Primary care physicians are a trusted source of health information. However, patients see their health care providers only a few times each year for a limited amount of time. Public health delivers health promotion messages to the community as a whole. These messages may be more general, but they are also repetitive. Examples include partnering with barbers to talk to people about colon cancer, placing ads in movie theaters, and producing public service announcements through print and visual media. Working together, primary care and public health can deliver a formidable one-two punch so people hear the same information in the clinic and the community.

Furthermore, local health departments can amplify the work that primary care does on an individual level by bringing it to the community through regulatory and legislative solutions that can directly impact the health of the population. Child booster seat laws, clean indoor air ordinances, and zoning restrictions on bars and alcohol outlets are all examples of regulatory and legislative actions that seek to make the healthy choice the default choice. These community-level policies can improve community health and reduce the demand for primary care services. Physicians and other health care providers can provide input to shape these policies, and primary care's outspoken advocacy can be essential to a law's success.

Waiting for the Change?

We cannot afford to perpetuate a system that pressures clinicians to chase outcomes for problems that originate far beyond their reach. We must pursue transformation that aligns public health and primary care.

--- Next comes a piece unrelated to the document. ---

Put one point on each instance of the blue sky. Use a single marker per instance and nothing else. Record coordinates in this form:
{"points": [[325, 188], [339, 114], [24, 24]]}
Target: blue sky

One way to start this transformation is by learning from those who have already blazed the trail. The online tool, the Practical Playbook: Public Health & Primary Care Together, has catalogued success stories from across the country documenting exactly how projects to improve population health were executed through primary care and public health partnerships. The Practical Playbook also provides guidance on developing, leading, and evaluating an integrated project.

Lloyd Michener, M.D., Chair of Duke University's Department of Community and Family Medicine and co-developer of the Practical Playbook said, "Partnerships between primary care and public health can amplify our efforts and reduce the number of people with chronic disease that need so much of our time. We need each other and our communities need us both -- together."

Changes in physician supply are needed but will take time. These efforts, however, will be for naught, if demand continues to grow. Increased collaboration between primary care and public health can start immediately, and it needs to if we are going to have any chance to reduce costs and improve both individual and population health.